Methods: Microbubbles were prepared by thin-film hydration of lipids and tested for toxicity on the GBM cell lines GaMG, U87, U138 and U343. In addition, these cells were treated with 6 platinum(II) and palladium(II) complexes conjugated to lipophilic side chains of different length (C1, C8, C10) for 72 h. Cell viability was evaluated with the MTT assay and in real-time utilising the impedance-based xCELLigence DP-System. EC50 values were calculated from both assays.

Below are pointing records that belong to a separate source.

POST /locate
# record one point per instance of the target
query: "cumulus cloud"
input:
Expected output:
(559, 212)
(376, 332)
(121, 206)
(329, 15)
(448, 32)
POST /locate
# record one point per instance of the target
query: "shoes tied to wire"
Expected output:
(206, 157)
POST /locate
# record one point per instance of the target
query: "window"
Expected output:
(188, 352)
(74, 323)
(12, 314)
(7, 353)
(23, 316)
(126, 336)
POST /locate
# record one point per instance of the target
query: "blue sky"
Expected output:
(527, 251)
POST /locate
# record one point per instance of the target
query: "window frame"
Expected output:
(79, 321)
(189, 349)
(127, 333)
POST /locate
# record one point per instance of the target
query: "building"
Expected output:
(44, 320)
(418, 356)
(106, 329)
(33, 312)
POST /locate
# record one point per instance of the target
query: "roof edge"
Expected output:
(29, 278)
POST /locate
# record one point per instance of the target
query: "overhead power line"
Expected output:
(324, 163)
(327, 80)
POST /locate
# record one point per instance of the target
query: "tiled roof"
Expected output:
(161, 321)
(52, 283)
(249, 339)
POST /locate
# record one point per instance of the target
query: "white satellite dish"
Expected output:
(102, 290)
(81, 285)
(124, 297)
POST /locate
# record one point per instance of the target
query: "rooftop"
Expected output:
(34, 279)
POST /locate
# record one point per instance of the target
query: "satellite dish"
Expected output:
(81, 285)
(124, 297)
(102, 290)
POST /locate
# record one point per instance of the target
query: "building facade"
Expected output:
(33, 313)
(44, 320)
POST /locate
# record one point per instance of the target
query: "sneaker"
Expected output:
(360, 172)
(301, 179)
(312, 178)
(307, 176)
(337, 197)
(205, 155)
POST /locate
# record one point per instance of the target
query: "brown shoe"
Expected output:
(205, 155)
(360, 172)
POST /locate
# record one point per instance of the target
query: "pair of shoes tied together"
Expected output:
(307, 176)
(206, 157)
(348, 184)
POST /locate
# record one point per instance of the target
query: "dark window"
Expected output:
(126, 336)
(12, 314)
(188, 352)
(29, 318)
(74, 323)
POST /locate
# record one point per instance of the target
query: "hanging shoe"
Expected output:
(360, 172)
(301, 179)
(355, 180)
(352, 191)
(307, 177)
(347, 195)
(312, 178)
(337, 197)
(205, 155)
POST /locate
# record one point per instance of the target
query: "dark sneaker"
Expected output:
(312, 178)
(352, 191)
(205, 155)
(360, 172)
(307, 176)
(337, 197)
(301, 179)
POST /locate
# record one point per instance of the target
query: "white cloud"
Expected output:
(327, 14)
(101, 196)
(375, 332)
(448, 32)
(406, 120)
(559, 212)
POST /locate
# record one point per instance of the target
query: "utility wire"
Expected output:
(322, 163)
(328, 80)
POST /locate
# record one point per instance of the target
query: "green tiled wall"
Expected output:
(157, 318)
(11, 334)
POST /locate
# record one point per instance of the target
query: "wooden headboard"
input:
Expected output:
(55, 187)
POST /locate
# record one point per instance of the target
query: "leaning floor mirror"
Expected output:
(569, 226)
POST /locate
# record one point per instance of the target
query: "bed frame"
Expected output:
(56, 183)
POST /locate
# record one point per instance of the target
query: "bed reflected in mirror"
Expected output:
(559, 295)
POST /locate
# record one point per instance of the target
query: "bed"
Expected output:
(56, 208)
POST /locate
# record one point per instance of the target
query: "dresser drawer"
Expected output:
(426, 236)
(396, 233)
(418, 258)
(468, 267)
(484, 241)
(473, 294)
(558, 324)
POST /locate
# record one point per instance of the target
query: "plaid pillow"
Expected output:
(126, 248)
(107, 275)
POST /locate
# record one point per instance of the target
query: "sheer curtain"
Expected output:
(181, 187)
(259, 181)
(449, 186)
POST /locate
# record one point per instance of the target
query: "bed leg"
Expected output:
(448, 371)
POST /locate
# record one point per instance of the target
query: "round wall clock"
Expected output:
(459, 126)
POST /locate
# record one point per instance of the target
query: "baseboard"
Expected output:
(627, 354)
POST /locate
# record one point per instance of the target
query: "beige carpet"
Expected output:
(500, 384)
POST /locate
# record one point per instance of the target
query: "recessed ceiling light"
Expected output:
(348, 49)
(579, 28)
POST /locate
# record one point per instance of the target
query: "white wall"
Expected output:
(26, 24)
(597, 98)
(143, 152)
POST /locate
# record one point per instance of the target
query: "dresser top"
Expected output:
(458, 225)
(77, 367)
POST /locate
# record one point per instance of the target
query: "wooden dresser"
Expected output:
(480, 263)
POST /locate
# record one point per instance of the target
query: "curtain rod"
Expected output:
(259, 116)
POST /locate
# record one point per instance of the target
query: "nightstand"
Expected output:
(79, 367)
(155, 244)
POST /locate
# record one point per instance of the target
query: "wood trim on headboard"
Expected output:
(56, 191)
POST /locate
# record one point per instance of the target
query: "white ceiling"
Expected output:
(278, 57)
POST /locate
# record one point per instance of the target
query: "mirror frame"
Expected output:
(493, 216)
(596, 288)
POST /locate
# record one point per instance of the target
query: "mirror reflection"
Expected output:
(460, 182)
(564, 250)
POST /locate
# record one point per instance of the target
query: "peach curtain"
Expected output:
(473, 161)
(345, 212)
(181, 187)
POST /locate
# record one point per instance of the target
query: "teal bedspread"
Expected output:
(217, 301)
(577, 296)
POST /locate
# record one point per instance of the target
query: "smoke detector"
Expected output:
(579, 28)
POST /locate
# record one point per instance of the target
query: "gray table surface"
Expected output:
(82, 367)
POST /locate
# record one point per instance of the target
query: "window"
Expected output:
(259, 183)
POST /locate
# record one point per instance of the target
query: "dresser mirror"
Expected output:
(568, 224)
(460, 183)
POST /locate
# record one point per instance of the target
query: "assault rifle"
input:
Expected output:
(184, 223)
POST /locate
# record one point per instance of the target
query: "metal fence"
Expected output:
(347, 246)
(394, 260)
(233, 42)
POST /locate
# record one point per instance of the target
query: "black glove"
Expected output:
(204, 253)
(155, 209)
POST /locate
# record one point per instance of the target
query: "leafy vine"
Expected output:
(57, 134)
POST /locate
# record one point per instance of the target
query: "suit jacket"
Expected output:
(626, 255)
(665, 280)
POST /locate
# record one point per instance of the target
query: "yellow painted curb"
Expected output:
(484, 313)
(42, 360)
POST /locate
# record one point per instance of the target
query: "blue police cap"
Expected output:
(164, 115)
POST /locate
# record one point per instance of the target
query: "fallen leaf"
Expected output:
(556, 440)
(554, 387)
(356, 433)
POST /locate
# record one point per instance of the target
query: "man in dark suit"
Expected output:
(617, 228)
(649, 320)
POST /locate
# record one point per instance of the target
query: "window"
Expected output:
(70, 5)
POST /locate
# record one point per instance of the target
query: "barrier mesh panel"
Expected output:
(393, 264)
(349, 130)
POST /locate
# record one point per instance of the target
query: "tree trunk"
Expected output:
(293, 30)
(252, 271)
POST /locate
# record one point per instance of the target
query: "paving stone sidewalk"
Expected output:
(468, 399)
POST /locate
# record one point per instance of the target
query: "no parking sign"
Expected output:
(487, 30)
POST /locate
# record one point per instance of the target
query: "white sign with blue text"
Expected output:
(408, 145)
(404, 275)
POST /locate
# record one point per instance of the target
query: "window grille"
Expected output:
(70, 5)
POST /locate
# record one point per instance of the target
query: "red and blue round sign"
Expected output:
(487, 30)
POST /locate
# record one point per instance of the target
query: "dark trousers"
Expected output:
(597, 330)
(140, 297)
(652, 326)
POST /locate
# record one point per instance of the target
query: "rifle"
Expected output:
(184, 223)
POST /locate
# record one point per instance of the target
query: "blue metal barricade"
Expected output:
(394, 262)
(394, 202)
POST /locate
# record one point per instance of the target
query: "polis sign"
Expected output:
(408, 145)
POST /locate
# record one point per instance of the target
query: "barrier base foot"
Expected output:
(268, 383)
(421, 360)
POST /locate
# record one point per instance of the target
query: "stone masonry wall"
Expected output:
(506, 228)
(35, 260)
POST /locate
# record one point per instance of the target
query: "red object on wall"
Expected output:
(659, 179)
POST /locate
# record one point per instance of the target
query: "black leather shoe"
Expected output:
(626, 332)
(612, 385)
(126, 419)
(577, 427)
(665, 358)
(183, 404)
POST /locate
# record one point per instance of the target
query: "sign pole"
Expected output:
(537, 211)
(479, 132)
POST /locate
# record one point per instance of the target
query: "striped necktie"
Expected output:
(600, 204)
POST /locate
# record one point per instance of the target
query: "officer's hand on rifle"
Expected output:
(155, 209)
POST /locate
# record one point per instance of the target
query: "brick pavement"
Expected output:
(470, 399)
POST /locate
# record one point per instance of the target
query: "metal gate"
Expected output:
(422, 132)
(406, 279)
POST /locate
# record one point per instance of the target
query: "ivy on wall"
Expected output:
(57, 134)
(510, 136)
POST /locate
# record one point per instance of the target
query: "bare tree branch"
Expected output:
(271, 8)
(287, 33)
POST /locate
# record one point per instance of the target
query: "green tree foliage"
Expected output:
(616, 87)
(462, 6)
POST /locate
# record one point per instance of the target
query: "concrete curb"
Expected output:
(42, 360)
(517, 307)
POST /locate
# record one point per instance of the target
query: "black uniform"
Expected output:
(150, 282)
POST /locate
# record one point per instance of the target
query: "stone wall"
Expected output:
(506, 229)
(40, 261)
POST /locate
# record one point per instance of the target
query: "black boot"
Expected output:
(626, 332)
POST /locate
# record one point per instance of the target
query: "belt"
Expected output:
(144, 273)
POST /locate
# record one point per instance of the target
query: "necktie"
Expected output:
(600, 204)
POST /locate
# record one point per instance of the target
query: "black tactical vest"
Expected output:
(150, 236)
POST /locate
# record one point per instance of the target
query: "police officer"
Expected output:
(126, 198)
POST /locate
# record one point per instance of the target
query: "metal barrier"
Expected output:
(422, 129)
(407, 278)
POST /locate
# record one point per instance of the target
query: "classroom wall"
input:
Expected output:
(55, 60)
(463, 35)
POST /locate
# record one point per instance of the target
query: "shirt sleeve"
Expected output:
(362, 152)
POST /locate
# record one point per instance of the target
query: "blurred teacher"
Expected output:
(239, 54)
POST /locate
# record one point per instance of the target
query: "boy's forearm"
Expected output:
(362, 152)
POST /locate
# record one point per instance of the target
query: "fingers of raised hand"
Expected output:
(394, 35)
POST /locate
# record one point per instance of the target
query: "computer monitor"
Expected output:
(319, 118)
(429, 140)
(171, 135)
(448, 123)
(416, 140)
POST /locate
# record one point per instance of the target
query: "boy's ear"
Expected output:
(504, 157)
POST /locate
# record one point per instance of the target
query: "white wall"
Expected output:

Results: We synthesized microbubbles ≤2 µm in diameter, which could be disintegrated applying LIFU. Neither the intact bubbles nor the lipids alone showed any toxic effects. In contrast, all six drugs were highly effective. Their EC50 values were far below those of temozolomide (67 µM) and in the range of the EC50 value of the reference drug cisplatin (3 µM). Especially the palladium(II) compound with the C1-chain had a very low EC50 value (<10 µM), while the longer chains and the platinum(II) compounds were less effective (EC50 10–40 µM). The real time proliferation assay of drugs with C1 and C8 side chains revealed an early and concentration-dependent onset of the cytotoxic effect, about 30 h after application.
Conclusion: Microbubbles and highly potent palladium(II) and platinum(II) compounds with low EC50 values were synthesised. Their lipophilic side chains should allow encapsulating them into the microbubbles to develop an effective drug-delivery system for the treatment of GBM. The local concentration of chemotherapeutic agents at the tumour site could be distinctly increased by LIFU, irrespective of their molecular size and BBB penetration capacity.